This year marks ten years since the Criminal Law (Sexual Offences and Related Matters) Amendment Act 32 of 2007 (The Sexual Offences Act) was passed. This legislation came about as a result of significant work from the Department of Justice and critical inputs from civil society. This partnership helped to shape the Act into something that was responsive to the needs of survivors, and had the potential to assist government in holding the perpetrators of sexual offences accountable. The Act requires that the police, the prosecutors and courts, and the health department work together to achieve this.
This is not a time for pats on the back
The most recent crime statistics would have us believe that certain sexual offences are decreasing, and that the conviction rate for sexual offences is high.
However, the reality is that many survivors of sexual offences never report to the police, and that the number of sexual offences cases that are prosecuted each year is decreasing. The current performance indicators for police on ‘decreasing the number of sexual offences’ create a perverse incentive for police to turn away sexual offences complainants when they report at a police station.
In addition, the specialised police units such as the Family Violence, Child Protection, and Sexual Offences Units, are not always provided with the financial or human resources they need to do their jobs well. The result is that there is a high attrition rate for cases at the investigation stage, and where cases are not investigated by specialist detectives the quality of investigation remains poor, preventing prosecutors from having much to work with if/ when the case reaches court.
Essentially, what the state’s figures tell us is that fewer survivors of sexual offences have faith in the police, and that fewer cases are investigated to a good enough quality that prosecutors are able to take them up and win a conviction.

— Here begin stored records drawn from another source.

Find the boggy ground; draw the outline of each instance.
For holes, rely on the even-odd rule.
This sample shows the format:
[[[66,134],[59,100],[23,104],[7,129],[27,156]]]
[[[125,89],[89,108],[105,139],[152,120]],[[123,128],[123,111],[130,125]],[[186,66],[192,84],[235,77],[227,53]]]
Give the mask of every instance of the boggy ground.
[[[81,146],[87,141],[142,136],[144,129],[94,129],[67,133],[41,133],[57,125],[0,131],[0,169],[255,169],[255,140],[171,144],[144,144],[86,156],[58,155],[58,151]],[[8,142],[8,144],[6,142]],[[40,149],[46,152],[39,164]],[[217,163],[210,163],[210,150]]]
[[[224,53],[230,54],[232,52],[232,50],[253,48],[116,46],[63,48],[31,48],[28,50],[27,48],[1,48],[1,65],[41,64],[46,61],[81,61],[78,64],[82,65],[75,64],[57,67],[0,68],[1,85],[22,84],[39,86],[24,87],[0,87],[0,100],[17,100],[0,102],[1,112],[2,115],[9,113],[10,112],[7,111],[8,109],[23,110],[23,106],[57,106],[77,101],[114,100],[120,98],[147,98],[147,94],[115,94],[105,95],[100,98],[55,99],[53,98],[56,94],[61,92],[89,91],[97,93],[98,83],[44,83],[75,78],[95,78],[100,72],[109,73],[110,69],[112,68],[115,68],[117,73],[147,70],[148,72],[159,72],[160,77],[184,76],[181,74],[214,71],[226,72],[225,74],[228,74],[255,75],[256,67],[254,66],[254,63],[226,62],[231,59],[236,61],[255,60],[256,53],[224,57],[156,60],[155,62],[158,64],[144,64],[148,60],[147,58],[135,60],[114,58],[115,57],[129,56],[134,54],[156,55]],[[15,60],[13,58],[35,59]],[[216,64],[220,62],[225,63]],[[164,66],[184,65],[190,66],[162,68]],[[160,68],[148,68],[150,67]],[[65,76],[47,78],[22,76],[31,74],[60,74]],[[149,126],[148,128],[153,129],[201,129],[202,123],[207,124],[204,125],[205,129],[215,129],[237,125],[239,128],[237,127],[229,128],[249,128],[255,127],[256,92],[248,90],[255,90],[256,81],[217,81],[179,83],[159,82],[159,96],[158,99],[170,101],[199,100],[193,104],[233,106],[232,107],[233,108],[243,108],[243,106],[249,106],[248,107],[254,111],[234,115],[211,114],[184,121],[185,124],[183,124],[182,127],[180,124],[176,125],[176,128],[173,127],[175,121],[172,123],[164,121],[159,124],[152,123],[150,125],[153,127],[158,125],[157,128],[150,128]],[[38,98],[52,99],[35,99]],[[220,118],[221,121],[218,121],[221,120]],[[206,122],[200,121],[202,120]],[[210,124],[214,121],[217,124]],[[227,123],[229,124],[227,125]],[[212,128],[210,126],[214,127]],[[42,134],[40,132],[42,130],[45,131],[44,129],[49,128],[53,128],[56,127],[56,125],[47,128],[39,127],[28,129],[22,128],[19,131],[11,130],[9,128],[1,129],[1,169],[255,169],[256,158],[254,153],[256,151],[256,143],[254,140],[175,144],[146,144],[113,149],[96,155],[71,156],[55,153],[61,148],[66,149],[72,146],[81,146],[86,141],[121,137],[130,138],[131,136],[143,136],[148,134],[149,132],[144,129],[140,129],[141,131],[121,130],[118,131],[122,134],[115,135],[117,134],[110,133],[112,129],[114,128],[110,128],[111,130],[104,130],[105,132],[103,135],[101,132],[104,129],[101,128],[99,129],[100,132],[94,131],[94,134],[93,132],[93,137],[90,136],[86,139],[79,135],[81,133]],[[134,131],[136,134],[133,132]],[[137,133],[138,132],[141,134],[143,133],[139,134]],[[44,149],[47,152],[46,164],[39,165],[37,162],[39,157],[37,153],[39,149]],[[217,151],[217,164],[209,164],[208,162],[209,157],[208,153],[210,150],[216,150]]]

This is not a time for pats on the back. This is a matter of serious concern, and misleading statistics that suggest that sexual offences in South Africa are being ‘dealt with’ or addressed in some way by the state are not helpful. In fact, the statistics that are reported change from one year to the next, making tracking the extent of the problems with the criminal justice system difficult to do.
Specialist interventions have been introduced
However, it is not as though no state action has taken place. The Thuthuzela Care Centres (TCCs) (a one stop model including the police, health, and national prosecuting authority) and the Sexual Offences Courts (courts dedicated to hearing sexual offences cases, with specialist infrastructure, and specialist staff) are two important efforts that have been made by the state to address the problem of sexual offences. These are important interventions, because they increase the likelihood that survivors will get access to the support they need to help them stay in the criminal justice system until a prosecution occurs.
Yet, few of the TCCs or Sexual Offences Courts are operating at the minimum standards set by the state themselves. Section 55A of the Judicial Matters Amendment Bill has not been implemented.
Although the NPA and the DOJ provide glowing reports to Parliament, reports from civil society suggest that many of these facilities are operating at a skeleton stage, without meeting the requirements of specialist police, specialist prosecutors, forensic doctors, or the required infrastructure.
International funds run dry
The TCCS themselves are only partially funded by the state. At the moment they also receive international donor funding. At the same time, the NGO sector which provides critical psychosocial services to many survivors is facing dire funding cuts. International donors are shifting their focus to other matters, with the effect that NGOs are striving to assist survivors on a limited budget, with limited staff capacity. It is urgent that the state functions better for the survivors of sexual offences.
Renewed state action
We are facing a sexual offences crisis that is currently not being addressed effectively by the legislation we have available. Positively it seems, this has not been ignored by the Department of Justice, and steps are in place to address this.
Today and tomorrow, the Department of Justice is hosting a National Forum on the Implementation of the Sexual Offences Actin partnership with civil society. The forum will focus on three areas:
- Reporting / investigation,
- Medico-legal / services to the victim, and
- Court processes / prosecution and the adjudication of sexual offences.
I am part of the Shukumisa Coalition, a coalition of organisations and individuals that hopes to see particular challenges addressed through resolutions at the Forum today and tomorrow. We hope to see:
- A resolution on the operationalisation of Section 55A of the Judicial Matters Amendment Act (around designating sexual offences courts) and the involvement of civil society in drafting the minimum standards and regulations around these courts.
- A resolution on the need for the public sharing of clear, consistent, and disaggregated statistics on sexual offences is essential.
- A resolution on revising perverse performance standards that reduce the likelihood that sexual offences are reported.
At the moment this forum seems like a positive opportunity for honest reflection. Hopefully it also delivers results.